Soviet Officials Read the Iranian Authorities Well
After the outbreak of the hostage crisis in November 1979, Shebarshin’s reports to Moscow became increasingly negative. While the Soviet ambassador in Tehran, Vladimir Vinogradov, interpreted Khomeini’s approach as hostile to Moscow but cautious out of fear of clashing with both superpowers at the same time, the KGB rezident perceived it as ever more openly hostile. Shebarshin’s reports spoke of three scenarios: (1) the Americans would carry out a successful operation to overthrow the regime; (2) Khomeini’s reactionary followers would take power and overcome differences with the United States; (3) the Ayatollah would remain in power, but antisovietism within him would grow stronger and he would begin inciting Muslims to revolt throughout the entire region. It turned out that in some ways both Vinogradov and Shebarshin were right.

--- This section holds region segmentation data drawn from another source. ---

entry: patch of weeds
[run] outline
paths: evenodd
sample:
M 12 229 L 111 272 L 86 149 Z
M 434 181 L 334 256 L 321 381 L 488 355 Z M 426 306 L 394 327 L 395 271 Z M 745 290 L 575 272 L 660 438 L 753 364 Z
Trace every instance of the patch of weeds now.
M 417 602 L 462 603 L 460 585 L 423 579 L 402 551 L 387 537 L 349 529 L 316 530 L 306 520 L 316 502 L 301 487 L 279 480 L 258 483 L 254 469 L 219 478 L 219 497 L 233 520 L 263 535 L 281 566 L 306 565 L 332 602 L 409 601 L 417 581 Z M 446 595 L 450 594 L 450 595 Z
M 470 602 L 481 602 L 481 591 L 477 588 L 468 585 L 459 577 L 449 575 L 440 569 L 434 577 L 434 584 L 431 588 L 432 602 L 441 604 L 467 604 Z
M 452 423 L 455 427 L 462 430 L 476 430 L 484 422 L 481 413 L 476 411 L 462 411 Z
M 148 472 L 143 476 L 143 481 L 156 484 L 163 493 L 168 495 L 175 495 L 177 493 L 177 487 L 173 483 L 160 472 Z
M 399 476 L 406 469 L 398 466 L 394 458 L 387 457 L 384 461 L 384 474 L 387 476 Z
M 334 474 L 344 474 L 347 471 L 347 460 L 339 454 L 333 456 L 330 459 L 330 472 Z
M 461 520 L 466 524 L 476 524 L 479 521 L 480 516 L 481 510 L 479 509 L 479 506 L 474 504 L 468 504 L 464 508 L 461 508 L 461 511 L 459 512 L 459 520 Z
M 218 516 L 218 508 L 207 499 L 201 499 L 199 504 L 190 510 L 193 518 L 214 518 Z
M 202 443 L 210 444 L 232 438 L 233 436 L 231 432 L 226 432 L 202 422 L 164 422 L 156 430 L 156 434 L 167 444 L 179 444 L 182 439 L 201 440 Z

Although he never abandoned his public condemnations of communism and the USSR as the “other great Satan,” Khomeini always took care to avoid an open conflict with the Soviets. All the positive goals Moscow set regarding Iran proved to be mere fantasies. Moscow’s failure to dissuade its ally Saddam Hussein from attacking Iran in September 1980 also meant that the Soviet desire to establish a regional anti-imperialist front would not be realized.
The Collapse of Tudeh
The KGB’s methods of constant intelligence gathering contributed to the collapse of the Tudeh Party. Under the pretext that its members were Soviet spies, the Islamists crushed the Iranian Communist Party. Several thousand communists were arrested, and hundreds executed. As a gesture of goodwill toward the Soviets, the lives of the main party leaders were spared; however, while in prison, many of them converted to Islam—an indication of the ideological collapse of Iranian communism. General Shebarshin was expelled, but soon afterward, at the KGB’s Moscow headquarters, as head of foreign intelligence departments and operations, he got the opportunity to spread his anti-Islamic views widely.